Harry has a discussion with Disposable Warder about who could behind moving them (and she’s figured out that it must be someone in the house) and she points out she is disposable. Hey, could be worse, you could be in a red shirt. Oh and she thinks Harry’s done it because he’s a Morningway
Harry’s also visited by the ghost of his dead father urging him to kill them, kill them all. A sensible way to deal with the traitor, of course. Expendable no. 2 has the same idea and he and Morgan end up sword fighting. Murphy shoots him, Indianna Jones Style. (I suppose in that sentence I should specify whether “him” is Morgan or the expendable guy. But c’mon you know who it was). Meanwhile Ancient Mai is still ill and unpleasant and something is stopping her healing (she blames Harry, of course).
They also realise that the darkness is moving in based on where Mai is and how weak she is – Mai is the one holding back the darkness. Then people put 1 and 1 together – Mai was attacked, fled to Dresden’s to lick her wounds and then they moved here where nothing could touch them – they’re not under attack, Mai has moved to a shelter where she can heal undisturbed. So something got in as well to stop Mai healing, something invited so it wouldn’t disturb the wards. And the only thing invited was… Murphy. Who promptly breathes green fire.
And Morgan finally reveals that the enemy with the airborn breathing green fire is a dragon. For some reason Harry is actually surprised by this blatantly obvious piece of information. Harry has a quick master plan, make Mai sicker, pull Morgan’s magic shield in tight – as Mai sickens the darkness advances and kills the bad dragon. With the bad dragon gone they can pour magic into Mai to help her heal – and lo they return to the real world.
Oh and Mai is a dragon (ok probably, not outright said). Frankly, if you didn’t spot that by this point in the series then you should hang your head in shame. Also, this makes her, quite literally, a dragon lady.
The tension in this episode was really well maintained even when just mooting ideas, the menace and the worry is always clear and always present. And there is a lot of well-acted emotional bonds as well- Harry and Morgan and Harry and Bob especially well done. It was really artfully done, well-paced and well maintained.

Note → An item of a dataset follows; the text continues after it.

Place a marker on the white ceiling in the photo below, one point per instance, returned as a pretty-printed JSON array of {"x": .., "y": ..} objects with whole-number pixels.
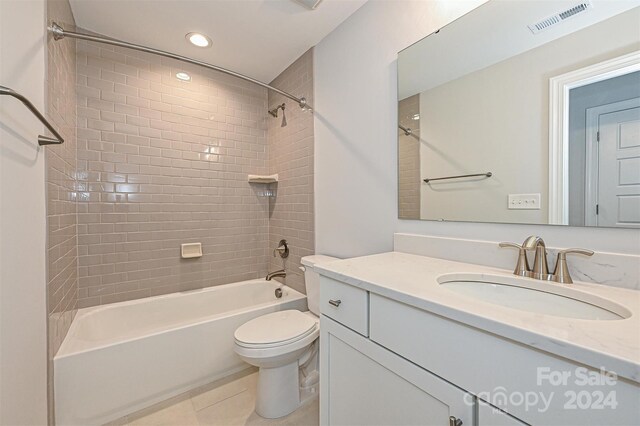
[{"x": 258, "y": 38}]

I like how Morgan and Harry work together in this episode – there’s a lot more depth to the empty hostility we normally see and Morgan is a much more interesting and deeper character than the walk on antagonist we see time and again.
I also like how Murphy, despite being out of her depth, is intelligent, insightful and still can contribute. She knows so little but she still has sense which she uses. It shows that even when out of depth, a character can still contribute more than helplessness or spunkiness. In fact, I think the fake Murphy is really undermined and doesn’t fit the plot at all because there was zero indication that she wasn’t Murphy – not at all. It didn’t fit – how did this person know how to imitate Murphy so perfectly? The ending in general was pretty weak – even making the last expendable the dragon would have been better even if it were more predictable.
If I have another complaint it’s that we’ve introduced a whole new theme: Harry is dangerous and untrustworthy because he’s a Morningway. This was kind of dumped on us in episode 10 of a 12 episode series. Before this Harry was someone who Morgan didn’t like very much and Ancient Mai was just that unpleasant. Perhaps if they’d established a pattern and this theme earlier it wouldn’t have felt so sudden and dropped in.
Oh and another complaint – cameraman, are you trying to trigger any epileptics in the audience? I think the rapid switching between targets is supposed to be stylistic, but it’s disorientating. I actually had to take a break half way through the episode with a headache.